Кроме Гандлевского, насколько сильна твоя связь с поэтами, пишущими сейчас в России? Ты следишь за новыми поэтическими явлениями?

Я стала намного пристальнее следить за новейшей русской поэзией буквально в последний год. А раньше из того, что написано после 90-х, я мало что знала. В последнее время помогает фейсбук.

Фейсбук как место первой публикации?

Да, и это удивительно. Есть поразительные поэты. Многие живут в провинции. Замечательные поэты на Урале. Я ведь там тоже жила. Мне очень близка уральская школа, хотя я и не знала тогда, что это школа.

Она и сама, наверное, еще не знала…

Ну да, школа возникает маргинально, как говорил Тынянов. Мне нравятся многие современные поэты, а как они на меня влияют – это сложно сказать.

Кого бы ты назвала из тех, кого читаешь сейчас, за кем следишь в фейсбуке?

Дмитрий Мухачев из Барнаула. Дмитрий Артис, который живет в интересном месте под названием Мубай, он окончил Литинститут. Из старых поэтов – Витя Коваль. Он мне всегда очень нравился. В нем сочетается нечто дионисийское и аполлоническое, огромные знания, невероятная харизма, новаторство и смелость. Андрей Торопов из Перми. Алексей Александров, редактор журнала «Волга», из Казани. Евгений Морозов из Елабуги – совсем молодой поэт, как и Мухачев. Более известный поэт, которого сейчас печатают, Михаил Дынкин, москвич. Андрей Пермяков. В Израиле, конечно, это Саша Бараш. Мало кому известный поэт старшего поколения Александр Верник. Еще есть Геннадий Конецкий, который проходит под именем Гайка. И замечательный Игорь Караулов. Прекрасно пишет Виталик Пуханов. Мне очень нравится Татьяна Щербина. Вообще, сейчас, в начале века, состояние русской поэзии изумительное, уж не знаю, как это получилось.

Получается ли у тебя участвовать отсюда в российской поэтической жизни, или географическая дистанция этому препятствует? Ты ездишь на фестивали?

Боюсь, что я слабовато участвую в этом процессе, как и в любых процессах. На фестивали езжу, когда зовут. Когда не зовут, иногда тоже езжу.

Как ты относишься к политической поэзии, связанной с протестным движением, акционизмом?

Я плохо отношусь к любой политической поэзии. Если при этом получаются хорошие стихи, то это другое дело. Я понимаю – военные стихи. Наверное, их можно назвать политическими. Есть антиполитические стихи, где за мир. Вот их я люблю.

Мне кажется, что лучшая проза и поэзия написана о самом тривиальном. Я не люблю глобальности, от которой в политике трудно уйти… В политике всегда присутствует правильное и неправильное, а для поэзии, на мой взгляд, это чуждые координаты.
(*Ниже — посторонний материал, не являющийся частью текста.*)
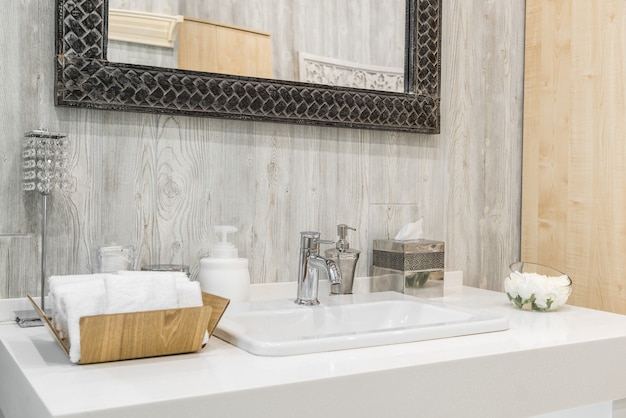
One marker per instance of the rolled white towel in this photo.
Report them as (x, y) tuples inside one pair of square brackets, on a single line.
[(77, 300), (55, 287), (135, 293)]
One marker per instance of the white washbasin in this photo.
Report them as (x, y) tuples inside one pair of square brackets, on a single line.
[(280, 327)]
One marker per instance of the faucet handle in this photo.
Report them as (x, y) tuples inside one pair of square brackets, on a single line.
[(342, 231), (310, 240)]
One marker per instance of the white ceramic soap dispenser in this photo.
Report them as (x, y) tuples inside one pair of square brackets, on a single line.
[(223, 273)]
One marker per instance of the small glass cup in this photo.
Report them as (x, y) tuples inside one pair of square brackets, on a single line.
[(109, 259)]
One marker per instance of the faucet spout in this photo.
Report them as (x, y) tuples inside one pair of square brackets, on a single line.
[(311, 264)]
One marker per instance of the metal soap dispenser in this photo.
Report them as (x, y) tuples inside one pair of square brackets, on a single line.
[(346, 258)]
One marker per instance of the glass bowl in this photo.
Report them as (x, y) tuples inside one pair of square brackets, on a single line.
[(536, 287)]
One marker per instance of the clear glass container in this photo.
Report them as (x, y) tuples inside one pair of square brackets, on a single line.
[(537, 287)]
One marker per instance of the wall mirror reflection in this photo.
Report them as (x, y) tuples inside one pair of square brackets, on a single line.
[(356, 63), (352, 43)]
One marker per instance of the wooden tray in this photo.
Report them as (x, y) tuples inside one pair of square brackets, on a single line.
[(125, 336)]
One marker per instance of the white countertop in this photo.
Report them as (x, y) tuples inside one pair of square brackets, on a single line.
[(544, 362)]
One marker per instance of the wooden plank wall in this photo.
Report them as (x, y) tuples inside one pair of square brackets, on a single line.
[(161, 182), (574, 199)]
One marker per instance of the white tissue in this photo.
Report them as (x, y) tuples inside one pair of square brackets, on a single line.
[(411, 231)]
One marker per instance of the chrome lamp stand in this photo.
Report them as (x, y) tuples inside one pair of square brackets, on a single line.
[(45, 169)]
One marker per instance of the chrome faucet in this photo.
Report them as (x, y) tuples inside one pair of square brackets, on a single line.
[(311, 263)]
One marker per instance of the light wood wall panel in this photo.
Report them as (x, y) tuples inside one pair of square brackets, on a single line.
[(574, 195), (162, 182)]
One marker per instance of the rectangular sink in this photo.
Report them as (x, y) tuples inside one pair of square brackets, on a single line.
[(280, 327)]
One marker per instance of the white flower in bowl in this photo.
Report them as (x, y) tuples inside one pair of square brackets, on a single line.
[(527, 288)]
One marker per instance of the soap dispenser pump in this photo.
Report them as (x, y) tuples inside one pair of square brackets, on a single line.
[(346, 258), (223, 273)]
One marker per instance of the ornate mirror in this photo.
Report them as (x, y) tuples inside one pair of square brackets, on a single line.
[(85, 78)]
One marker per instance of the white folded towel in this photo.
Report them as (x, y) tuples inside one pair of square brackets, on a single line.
[(55, 285), (77, 300), (135, 293), (76, 296)]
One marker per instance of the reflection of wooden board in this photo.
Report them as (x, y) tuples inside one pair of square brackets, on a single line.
[(144, 334), (226, 49), (574, 159)]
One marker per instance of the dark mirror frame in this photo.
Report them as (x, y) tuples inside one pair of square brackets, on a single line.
[(84, 78)]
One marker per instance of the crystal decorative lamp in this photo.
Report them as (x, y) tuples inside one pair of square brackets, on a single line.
[(45, 170)]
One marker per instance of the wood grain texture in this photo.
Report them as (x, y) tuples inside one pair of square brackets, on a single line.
[(142, 334), (162, 182), (482, 126), (574, 198)]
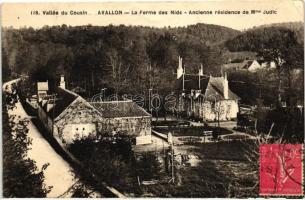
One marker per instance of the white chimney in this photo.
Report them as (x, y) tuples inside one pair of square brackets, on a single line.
[(201, 70), (225, 87), (62, 83), (179, 69)]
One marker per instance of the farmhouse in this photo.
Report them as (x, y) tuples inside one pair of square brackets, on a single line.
[(68, 116), (205, 97)]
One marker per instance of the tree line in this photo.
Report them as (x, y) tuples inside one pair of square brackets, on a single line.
[(93, 57)]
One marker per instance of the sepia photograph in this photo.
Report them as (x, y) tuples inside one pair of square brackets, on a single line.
[(153, 99)]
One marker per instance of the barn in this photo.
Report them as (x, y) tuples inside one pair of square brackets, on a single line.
[(69, 116)]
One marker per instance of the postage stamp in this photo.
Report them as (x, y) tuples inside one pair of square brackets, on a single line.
[(281, 170)]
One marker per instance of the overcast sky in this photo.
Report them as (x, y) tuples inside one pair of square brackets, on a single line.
[(18, 15)]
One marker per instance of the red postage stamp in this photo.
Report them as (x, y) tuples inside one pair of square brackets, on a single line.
[(281, 170)]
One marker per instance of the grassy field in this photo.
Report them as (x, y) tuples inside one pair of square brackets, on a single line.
[(223, 172)]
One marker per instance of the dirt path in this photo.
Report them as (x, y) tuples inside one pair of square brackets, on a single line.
[(58, 174)]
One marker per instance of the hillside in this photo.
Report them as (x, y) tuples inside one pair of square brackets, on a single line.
[(255, 38), (297, 27), (92, 57)]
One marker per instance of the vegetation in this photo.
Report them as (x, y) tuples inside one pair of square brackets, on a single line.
[(94, 57), (21, 177), (111, 160)]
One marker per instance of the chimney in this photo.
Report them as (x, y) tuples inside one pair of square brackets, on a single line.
[(200, 73), (179, 69), (62, 83), (225, 87)]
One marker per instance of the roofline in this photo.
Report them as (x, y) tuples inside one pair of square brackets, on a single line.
[(69, 91)]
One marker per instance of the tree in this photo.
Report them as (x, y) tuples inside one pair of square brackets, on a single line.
[(21, 178), (277, 49)]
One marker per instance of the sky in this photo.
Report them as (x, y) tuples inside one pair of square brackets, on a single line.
[(19, 14)]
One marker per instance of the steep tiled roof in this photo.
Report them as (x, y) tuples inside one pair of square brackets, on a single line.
[(215, 88), (242, 65), (210, 86), (113, 109)]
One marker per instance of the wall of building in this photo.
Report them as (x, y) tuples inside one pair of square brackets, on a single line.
[(77, 120), (81, 119), (225, 110), (45, 119), (208, 111)]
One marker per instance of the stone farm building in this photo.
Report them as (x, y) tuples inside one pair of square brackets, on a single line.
[(67, 115), (205, 97)]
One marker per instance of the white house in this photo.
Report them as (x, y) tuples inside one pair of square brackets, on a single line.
[(206, 97)]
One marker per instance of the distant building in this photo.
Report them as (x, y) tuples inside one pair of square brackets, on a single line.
[(68, 116), (206, 97), (248, 65)]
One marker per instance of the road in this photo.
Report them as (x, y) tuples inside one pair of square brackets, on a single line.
[(58, 174)]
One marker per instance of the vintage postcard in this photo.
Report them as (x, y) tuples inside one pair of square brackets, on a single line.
[(165, 99)]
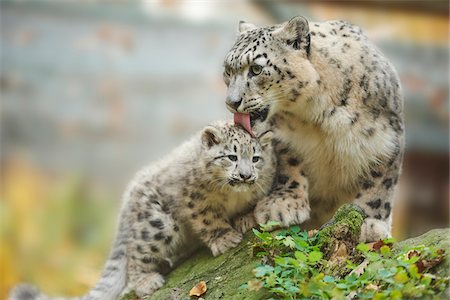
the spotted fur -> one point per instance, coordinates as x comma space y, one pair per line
203, 192
335, 103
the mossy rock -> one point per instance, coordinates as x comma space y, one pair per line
223, 275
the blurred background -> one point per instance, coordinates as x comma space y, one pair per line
92, 91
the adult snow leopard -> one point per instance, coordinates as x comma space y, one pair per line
335, 102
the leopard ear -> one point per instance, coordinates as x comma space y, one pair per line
295, 33
265, 139
244, 26
211, 136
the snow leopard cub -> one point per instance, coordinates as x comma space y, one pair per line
204, 191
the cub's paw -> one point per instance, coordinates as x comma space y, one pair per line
285, 211
244, 223
225, 242
148, 284
374, 230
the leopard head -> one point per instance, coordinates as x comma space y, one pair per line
235, 160
268, 69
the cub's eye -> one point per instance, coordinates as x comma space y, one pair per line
232, 157
255, 70
227, 71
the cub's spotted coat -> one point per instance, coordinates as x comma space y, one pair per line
335, 102
205, 191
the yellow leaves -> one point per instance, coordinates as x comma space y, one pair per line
198, 290
254, 285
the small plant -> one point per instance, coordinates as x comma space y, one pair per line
293, 267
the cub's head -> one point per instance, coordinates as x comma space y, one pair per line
235, 160
268, 69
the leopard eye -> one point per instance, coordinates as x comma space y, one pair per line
232, 157
255, 70
256, 159
227, 71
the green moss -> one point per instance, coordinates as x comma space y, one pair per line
345, 225
223, 275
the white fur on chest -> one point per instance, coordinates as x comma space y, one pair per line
336, 157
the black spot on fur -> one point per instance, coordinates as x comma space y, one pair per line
367, 184
387, 207
374, 204
294, 184
157, 223
293, 161
147, 260
168, 240
387, 183
197, 195
375, 174
282, 179
145, 235
159, 236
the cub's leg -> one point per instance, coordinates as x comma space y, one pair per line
288, 201
245, 222
153, 242
211, 226
376, 197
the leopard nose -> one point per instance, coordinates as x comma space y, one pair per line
245, 176
232, 102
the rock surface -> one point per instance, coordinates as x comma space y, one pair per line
225, 274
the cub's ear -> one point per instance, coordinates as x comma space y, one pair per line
295, 33
211, 136
244, 26
265, 139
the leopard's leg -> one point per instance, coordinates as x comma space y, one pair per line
376, 197
244, 222
211, 225
288, 201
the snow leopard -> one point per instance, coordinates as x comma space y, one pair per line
204, 192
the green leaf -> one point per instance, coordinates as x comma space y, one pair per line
385, 251
413, 271
401, 277
289, 242
295, 229
396, 294
270, 225
362, 247
315, 256
300, 256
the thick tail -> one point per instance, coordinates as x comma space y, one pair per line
109, 287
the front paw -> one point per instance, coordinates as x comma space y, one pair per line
244, 223
285, 211
225, 242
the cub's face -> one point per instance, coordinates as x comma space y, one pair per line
235, 160
268, 68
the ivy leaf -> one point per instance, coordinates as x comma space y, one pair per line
401, 277
385, 251
300, 256
362, 247
315, 256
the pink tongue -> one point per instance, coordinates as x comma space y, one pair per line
244, 121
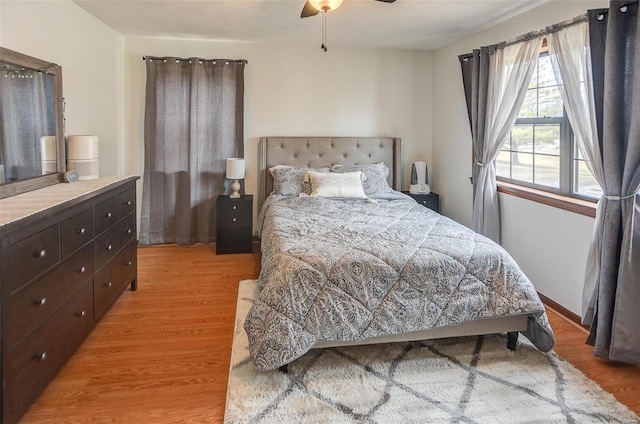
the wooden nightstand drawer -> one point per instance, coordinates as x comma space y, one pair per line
105, 214
76, 231
31, 256
110, 243
31, 306
126, 202
28, 368
234, 226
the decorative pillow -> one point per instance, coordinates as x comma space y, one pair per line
290, 181
348, 184
375, 176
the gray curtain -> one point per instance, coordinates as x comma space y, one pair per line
612, 286
27, 114
193, 123
495, 92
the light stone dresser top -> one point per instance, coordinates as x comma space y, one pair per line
20, 206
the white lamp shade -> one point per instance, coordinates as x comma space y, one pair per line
235, 168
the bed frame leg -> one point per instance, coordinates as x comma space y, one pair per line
512, 340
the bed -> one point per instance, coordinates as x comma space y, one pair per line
372, 269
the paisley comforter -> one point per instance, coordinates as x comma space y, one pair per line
350, 269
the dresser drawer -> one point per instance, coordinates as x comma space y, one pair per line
76, 231
31, 306
126, 202
28, 368
31, 256
107, 245
105, 214
113, 278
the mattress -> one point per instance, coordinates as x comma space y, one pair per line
352, 269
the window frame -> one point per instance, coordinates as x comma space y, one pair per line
563, 197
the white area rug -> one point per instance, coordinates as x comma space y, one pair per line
463, 380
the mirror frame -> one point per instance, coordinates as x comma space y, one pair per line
21, 60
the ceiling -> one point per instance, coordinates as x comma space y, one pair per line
405, 24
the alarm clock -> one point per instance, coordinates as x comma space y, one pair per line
71, 176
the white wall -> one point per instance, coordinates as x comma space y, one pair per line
294, 91
549, 244
91, 56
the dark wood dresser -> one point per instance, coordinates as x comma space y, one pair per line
67, 252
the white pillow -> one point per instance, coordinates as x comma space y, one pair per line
348, 184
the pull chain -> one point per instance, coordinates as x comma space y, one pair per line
324, 31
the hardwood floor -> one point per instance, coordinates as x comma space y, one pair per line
161, 354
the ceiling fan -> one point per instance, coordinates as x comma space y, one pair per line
313, 7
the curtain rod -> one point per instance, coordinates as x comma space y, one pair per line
200, 60
533, 34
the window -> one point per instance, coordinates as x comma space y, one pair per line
540, 151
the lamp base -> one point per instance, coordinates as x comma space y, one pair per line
235, 187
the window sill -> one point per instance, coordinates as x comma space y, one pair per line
571, 204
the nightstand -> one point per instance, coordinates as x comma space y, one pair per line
431, 200
234, 227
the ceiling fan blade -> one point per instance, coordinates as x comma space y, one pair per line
309, 10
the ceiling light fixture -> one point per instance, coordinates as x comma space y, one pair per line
324, 6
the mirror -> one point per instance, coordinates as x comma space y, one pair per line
32, 153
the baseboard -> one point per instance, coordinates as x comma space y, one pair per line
562, 310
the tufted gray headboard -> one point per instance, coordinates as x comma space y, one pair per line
317, 152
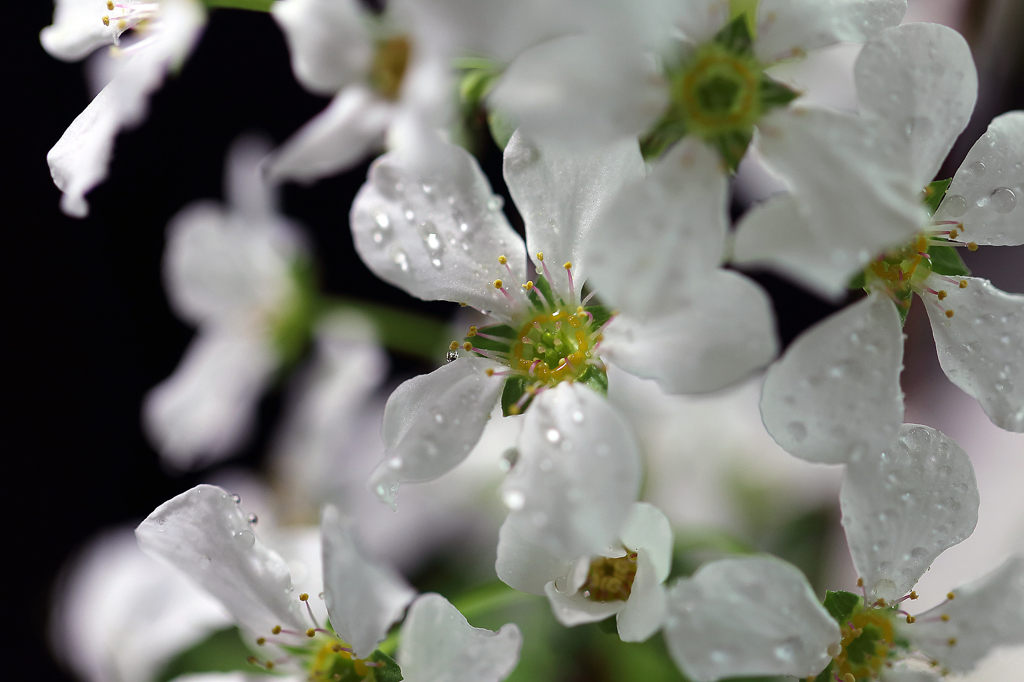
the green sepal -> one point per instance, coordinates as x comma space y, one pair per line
222, 651
934, 194
595, 378
388, 672
946, 260
841, 604
735, 36
515, 386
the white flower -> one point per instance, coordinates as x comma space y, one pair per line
748, 616
231, 272
169, 28
204, 534
625, 581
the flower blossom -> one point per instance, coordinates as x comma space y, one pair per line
441, 236
168, 31
204, 534
235, 273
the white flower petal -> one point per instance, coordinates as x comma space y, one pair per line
580, 91
921, 79
791, 28
984, 614
710, 336
204, 411
329, 44
987, 190
431, 422
835, 395
559, 195
436, 232
340, 136
644, 611
524, 564
751, 615
905, 507
364, 598
852, 185
204, 534
647, 528
660, 231
578, 474
438, 644
980, 346
577, 609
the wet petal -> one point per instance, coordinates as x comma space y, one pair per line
988, 188
328, 41
791, 28
578, 475
431, 422
436, 231
660, 231
437, 643
559, 195
204, 534
710, 337
921, 79
904, 508
835, 395
340, 136
364, 598
984, 614
980, 347
753, 615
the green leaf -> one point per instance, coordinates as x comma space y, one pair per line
946, 260
735, 36
934, 194
223, 651
389, 672
841, 604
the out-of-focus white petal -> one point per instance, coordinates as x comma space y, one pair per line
524, 564
903, 508
437, 643
431, 422
644, 611
364, 598
921, 79
204, 534
852, 189
791, 28
329, 44
748, 616
660, 232
987, 190
648, 528
207, 408
436, 232
710, 336
340, 136
559, 195
580, 91
578, 474
980, 346
80, 159
835, 395
984, 614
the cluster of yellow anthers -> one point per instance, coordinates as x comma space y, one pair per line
326, 658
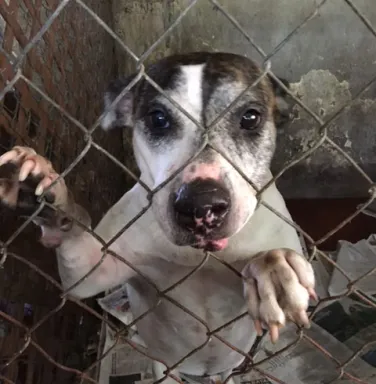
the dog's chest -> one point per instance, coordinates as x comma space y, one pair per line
202, 303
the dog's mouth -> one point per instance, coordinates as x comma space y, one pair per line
210, 245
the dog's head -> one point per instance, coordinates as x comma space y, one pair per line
209, 201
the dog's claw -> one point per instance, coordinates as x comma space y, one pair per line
277, 287
30, 169
274, 333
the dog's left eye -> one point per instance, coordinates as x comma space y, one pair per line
159, 120
251, 119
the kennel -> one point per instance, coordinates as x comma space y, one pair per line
56, 59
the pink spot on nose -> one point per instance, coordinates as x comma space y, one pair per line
201, 171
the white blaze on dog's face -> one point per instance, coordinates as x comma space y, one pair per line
209, 201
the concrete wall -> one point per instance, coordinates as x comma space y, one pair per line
328, 61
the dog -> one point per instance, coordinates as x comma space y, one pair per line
208, 206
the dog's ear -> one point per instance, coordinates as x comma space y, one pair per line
284, 102
120, 115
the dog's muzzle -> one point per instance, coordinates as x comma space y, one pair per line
201, 207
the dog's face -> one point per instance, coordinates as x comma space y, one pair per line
209, 200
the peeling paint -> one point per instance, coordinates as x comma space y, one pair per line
322, 92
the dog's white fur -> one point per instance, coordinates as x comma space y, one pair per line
214, 293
Поэзия нам дорога своей неправильностью, своими заблуждениями. Если присутствует правильное мнение, то мне сразу становится как-то неловко. Я ведь еще и читатель, а читателю всегда неловко, когда ему говорят, что правильно, что неправильно, а он живет себе дураком. Стихи я так и читаю – как восхищенный читатель. И жду от стихов «милости к падшим».